Whole Wheat Pita Bread

Ingredients
  • 1 tablespoon sugar
  • 1 package dry yeast (about 2 1/4 teaspoons)
  • 1 cup plus 2 tablespoons warm water (100° to 110°)
  • 10 ounce bread flour (about 2 1/4 cups)
  • 4.75 ounces white whole-wheat flour (about 1 cup), divided
  • 2 tablespoons plain Greek yogurt
  • 1 tablespoon extra-virgin olive oil
  • 3/4 teaspoon salt
  • Olive oil cooking spray
Instructions
  1. Dissolve sugar and yeast in 1 cup plus 2 tablespoons warm water in a large bowl; let stand 5 minutes. Weigh or lightly spoon flours into dry measuring cups; level with a knife. Add bread flour, 3 ounces (about 3/4 cup) whole-wheat flour, yogurt, oil, and salt to the yeast mixture; beat with a mixer at medium speed until smooth. Turn the dough out onto a floured surface. Knead dough until smooth and elastic (about 10 minutes); add enough of remaining whole-wheat flour, 1 tablespoon at a time, to prevent dough from sticking to hands (dough will feel sticky). Place dough in a large bowl coated with cooking spray, turning to coat top. Cover and let rise in a warm place (85°), free from drafts, for 45 minutes or until doubled in size.

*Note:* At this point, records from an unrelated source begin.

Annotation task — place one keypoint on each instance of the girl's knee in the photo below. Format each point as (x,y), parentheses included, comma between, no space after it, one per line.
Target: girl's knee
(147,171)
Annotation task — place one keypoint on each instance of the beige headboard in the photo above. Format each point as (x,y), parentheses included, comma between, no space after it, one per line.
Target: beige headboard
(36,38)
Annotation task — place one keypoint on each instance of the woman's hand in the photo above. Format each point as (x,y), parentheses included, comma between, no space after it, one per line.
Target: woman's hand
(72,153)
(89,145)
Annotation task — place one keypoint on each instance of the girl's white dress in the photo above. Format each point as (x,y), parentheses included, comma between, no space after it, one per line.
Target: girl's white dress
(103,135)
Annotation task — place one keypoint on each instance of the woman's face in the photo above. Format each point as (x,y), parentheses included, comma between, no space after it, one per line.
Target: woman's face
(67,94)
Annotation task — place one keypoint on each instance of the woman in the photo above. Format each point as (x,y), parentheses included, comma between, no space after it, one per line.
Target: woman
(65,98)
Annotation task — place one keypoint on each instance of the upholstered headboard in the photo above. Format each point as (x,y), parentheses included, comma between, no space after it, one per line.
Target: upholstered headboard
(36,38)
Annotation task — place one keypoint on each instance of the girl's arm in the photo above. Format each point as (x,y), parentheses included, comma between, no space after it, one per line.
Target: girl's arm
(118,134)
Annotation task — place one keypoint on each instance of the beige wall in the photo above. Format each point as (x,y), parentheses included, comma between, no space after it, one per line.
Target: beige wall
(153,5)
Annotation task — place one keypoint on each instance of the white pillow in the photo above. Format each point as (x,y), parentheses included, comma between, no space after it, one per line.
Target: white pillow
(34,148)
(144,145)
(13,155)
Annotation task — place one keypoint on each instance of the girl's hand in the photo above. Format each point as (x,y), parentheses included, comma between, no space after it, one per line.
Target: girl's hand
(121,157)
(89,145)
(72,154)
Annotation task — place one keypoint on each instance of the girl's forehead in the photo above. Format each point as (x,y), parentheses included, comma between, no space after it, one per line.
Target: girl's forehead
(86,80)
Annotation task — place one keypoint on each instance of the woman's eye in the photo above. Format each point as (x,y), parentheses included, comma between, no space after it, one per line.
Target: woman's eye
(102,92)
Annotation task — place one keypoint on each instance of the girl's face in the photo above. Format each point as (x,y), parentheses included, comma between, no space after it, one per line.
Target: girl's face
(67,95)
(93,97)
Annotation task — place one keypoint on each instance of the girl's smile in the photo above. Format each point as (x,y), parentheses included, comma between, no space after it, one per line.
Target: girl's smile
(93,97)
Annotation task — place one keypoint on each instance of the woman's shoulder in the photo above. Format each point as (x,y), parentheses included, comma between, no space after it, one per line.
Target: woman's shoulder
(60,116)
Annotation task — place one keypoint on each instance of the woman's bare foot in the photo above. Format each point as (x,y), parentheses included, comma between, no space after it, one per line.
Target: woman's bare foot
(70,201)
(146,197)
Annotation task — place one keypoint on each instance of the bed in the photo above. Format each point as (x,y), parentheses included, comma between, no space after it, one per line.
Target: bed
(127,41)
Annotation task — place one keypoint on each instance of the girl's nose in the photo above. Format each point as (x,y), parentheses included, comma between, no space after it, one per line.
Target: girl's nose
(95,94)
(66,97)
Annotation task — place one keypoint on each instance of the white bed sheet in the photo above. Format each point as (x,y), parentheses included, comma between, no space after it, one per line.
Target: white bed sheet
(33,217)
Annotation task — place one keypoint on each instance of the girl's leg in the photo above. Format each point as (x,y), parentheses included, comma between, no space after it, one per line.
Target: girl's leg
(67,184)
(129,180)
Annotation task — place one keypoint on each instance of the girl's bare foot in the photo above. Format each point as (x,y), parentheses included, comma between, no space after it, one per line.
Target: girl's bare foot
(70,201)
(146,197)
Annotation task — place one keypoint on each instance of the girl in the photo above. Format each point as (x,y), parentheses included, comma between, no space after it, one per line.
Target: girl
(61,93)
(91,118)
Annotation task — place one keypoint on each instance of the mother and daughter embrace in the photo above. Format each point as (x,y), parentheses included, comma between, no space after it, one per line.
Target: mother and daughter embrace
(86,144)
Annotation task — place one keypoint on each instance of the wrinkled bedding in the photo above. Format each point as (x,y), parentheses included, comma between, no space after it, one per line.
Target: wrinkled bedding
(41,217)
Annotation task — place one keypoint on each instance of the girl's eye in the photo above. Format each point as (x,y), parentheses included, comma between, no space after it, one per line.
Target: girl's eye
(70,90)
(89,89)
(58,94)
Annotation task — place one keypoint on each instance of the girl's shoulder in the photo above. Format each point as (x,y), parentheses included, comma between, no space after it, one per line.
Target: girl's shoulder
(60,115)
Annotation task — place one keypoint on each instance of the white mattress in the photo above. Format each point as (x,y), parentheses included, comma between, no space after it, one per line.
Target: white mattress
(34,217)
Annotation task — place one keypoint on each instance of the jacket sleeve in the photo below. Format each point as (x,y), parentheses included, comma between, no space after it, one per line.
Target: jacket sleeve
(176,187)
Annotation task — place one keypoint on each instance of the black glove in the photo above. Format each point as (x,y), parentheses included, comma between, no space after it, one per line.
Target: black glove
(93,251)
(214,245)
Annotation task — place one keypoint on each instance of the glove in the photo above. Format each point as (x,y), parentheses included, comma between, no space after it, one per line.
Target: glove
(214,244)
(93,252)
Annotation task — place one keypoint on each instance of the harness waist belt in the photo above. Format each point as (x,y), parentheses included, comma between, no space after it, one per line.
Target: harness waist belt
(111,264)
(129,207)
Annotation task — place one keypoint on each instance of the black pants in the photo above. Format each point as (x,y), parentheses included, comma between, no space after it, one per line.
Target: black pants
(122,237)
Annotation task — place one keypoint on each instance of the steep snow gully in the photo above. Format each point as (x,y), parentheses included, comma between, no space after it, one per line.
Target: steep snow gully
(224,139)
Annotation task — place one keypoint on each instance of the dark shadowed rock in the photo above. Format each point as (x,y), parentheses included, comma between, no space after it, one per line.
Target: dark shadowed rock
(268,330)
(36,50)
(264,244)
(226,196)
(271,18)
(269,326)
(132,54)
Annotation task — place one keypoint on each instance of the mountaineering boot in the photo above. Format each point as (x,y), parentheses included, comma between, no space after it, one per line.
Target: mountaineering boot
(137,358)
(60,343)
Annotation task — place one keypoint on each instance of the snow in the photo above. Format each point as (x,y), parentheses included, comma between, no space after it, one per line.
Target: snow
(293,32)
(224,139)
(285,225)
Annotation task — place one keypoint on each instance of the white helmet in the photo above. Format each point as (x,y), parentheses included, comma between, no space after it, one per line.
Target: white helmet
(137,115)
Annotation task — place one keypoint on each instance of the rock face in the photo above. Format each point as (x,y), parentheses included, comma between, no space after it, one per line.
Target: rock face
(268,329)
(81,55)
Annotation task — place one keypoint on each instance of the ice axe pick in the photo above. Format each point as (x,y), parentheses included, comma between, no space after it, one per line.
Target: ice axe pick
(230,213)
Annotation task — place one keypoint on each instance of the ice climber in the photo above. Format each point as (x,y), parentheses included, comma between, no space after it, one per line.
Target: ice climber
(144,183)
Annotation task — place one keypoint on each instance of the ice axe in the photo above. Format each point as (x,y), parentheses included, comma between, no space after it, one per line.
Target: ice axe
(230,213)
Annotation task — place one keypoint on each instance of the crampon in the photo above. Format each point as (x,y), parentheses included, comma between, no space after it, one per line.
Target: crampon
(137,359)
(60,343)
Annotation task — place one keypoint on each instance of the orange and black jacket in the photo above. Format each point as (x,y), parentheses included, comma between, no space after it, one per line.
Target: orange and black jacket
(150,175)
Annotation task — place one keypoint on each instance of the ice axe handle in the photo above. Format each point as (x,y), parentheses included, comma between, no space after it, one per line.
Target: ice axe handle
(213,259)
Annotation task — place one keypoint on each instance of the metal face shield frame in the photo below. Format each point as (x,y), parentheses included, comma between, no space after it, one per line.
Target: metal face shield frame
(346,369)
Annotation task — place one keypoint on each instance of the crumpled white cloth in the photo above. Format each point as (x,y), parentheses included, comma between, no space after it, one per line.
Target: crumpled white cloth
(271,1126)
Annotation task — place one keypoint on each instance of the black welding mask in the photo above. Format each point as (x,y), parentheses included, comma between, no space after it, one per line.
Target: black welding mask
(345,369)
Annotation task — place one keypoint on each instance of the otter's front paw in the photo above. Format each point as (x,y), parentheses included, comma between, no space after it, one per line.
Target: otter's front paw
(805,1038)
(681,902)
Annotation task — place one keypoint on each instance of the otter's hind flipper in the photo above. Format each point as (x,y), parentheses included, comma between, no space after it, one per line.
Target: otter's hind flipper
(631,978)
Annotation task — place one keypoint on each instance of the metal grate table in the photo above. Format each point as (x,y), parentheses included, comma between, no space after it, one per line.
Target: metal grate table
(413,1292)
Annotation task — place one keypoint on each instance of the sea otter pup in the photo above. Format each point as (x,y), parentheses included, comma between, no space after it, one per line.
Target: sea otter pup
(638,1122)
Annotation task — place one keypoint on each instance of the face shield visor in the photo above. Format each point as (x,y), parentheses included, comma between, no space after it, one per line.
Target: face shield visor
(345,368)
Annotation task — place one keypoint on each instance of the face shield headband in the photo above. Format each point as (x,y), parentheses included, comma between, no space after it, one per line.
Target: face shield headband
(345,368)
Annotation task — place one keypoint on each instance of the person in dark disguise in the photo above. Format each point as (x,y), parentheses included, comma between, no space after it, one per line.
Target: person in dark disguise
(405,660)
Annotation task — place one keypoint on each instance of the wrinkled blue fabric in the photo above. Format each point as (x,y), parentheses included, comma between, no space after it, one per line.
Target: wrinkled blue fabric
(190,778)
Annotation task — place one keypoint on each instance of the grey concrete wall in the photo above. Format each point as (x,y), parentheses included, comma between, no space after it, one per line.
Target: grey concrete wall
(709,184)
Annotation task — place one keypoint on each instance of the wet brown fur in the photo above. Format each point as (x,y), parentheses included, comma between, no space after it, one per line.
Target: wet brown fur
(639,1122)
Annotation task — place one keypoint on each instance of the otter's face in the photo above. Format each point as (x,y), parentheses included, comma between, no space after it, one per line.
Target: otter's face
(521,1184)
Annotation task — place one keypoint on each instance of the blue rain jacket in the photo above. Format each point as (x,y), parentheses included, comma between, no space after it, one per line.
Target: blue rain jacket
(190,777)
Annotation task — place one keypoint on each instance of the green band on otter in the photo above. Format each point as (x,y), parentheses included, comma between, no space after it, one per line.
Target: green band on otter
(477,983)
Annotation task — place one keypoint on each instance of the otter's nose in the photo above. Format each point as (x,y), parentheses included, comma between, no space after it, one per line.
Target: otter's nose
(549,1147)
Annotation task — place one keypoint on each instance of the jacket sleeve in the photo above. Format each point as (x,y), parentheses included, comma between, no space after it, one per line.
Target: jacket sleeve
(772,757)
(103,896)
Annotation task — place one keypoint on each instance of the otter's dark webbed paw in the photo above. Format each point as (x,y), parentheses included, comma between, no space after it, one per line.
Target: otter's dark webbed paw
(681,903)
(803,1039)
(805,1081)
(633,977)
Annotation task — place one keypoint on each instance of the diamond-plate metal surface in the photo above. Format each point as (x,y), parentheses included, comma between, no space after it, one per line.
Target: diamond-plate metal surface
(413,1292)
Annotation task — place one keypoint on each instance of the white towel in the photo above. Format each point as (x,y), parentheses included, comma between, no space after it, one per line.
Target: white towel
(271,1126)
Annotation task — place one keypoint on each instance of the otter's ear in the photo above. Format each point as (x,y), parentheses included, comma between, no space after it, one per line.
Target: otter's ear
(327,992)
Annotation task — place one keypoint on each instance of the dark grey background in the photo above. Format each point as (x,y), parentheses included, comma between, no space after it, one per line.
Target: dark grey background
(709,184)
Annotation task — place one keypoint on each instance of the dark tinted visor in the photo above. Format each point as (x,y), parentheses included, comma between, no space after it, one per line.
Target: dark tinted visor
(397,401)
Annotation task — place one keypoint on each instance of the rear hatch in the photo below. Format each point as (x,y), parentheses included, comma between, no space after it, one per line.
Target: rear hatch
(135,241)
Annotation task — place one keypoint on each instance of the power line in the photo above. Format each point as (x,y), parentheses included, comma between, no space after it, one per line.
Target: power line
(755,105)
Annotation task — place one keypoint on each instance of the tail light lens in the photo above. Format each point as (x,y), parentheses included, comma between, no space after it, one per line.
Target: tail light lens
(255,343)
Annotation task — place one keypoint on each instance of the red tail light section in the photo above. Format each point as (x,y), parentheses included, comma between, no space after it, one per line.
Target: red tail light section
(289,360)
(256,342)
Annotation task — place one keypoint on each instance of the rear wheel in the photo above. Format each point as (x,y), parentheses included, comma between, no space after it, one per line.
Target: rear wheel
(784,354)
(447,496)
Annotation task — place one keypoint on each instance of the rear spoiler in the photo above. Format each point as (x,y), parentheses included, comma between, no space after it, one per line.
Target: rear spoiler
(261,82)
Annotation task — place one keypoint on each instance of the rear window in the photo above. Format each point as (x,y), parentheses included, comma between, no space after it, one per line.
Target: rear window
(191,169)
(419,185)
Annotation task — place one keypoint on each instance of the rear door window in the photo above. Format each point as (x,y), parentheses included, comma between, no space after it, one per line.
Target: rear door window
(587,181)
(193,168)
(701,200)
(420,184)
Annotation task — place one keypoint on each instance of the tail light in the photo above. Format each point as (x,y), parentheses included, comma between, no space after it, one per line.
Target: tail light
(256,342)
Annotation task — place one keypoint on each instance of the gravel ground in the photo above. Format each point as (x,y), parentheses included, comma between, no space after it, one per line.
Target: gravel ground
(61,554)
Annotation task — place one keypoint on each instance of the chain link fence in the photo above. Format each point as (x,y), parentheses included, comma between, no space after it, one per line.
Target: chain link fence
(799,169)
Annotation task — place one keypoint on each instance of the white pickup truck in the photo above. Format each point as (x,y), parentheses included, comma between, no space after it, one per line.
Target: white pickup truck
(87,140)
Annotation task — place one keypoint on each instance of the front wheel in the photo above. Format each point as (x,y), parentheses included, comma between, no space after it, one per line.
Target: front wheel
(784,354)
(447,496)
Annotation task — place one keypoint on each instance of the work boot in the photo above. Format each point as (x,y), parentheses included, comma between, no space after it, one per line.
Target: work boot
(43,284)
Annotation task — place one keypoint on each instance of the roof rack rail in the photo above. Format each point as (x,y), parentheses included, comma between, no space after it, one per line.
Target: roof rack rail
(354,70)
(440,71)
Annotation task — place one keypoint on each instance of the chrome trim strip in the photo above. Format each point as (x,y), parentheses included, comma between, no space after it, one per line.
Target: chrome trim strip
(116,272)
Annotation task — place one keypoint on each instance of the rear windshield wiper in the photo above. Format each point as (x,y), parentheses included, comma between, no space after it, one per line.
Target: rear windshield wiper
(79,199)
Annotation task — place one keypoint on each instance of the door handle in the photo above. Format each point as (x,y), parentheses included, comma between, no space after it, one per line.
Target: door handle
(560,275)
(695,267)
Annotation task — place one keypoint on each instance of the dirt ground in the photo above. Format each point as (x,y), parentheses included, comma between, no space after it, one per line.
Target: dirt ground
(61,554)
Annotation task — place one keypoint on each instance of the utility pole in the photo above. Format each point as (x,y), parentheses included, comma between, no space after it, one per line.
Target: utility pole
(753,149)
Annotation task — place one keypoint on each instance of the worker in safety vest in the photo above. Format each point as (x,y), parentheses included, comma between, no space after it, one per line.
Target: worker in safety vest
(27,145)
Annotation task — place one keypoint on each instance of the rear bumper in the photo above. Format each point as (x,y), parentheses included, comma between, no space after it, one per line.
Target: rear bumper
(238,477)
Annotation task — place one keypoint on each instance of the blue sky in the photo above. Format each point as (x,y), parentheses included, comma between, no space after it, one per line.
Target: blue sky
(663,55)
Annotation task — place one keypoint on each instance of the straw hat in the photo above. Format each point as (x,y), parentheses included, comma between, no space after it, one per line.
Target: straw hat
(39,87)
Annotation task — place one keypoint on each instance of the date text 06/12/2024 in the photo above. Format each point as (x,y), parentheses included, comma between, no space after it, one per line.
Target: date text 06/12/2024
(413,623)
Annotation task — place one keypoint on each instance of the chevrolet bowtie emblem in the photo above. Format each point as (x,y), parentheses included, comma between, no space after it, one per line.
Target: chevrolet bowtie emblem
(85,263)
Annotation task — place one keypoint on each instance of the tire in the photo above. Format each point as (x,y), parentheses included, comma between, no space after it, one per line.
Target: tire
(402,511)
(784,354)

  2. Position the oven rack on the lowest shelf. Preheat the oven to 500°.
  3. Divide dough into 8 portions. Working with one portion at a time, gently roll each portion into a 5 1/2-inch circle. Place 4 dough circles on each of 2 baking sheets heavily coated with cooking spray. Bake, 1 sheet at a time, at 500° for 8 minutes or until puffed and browned. Cool on a wire rack.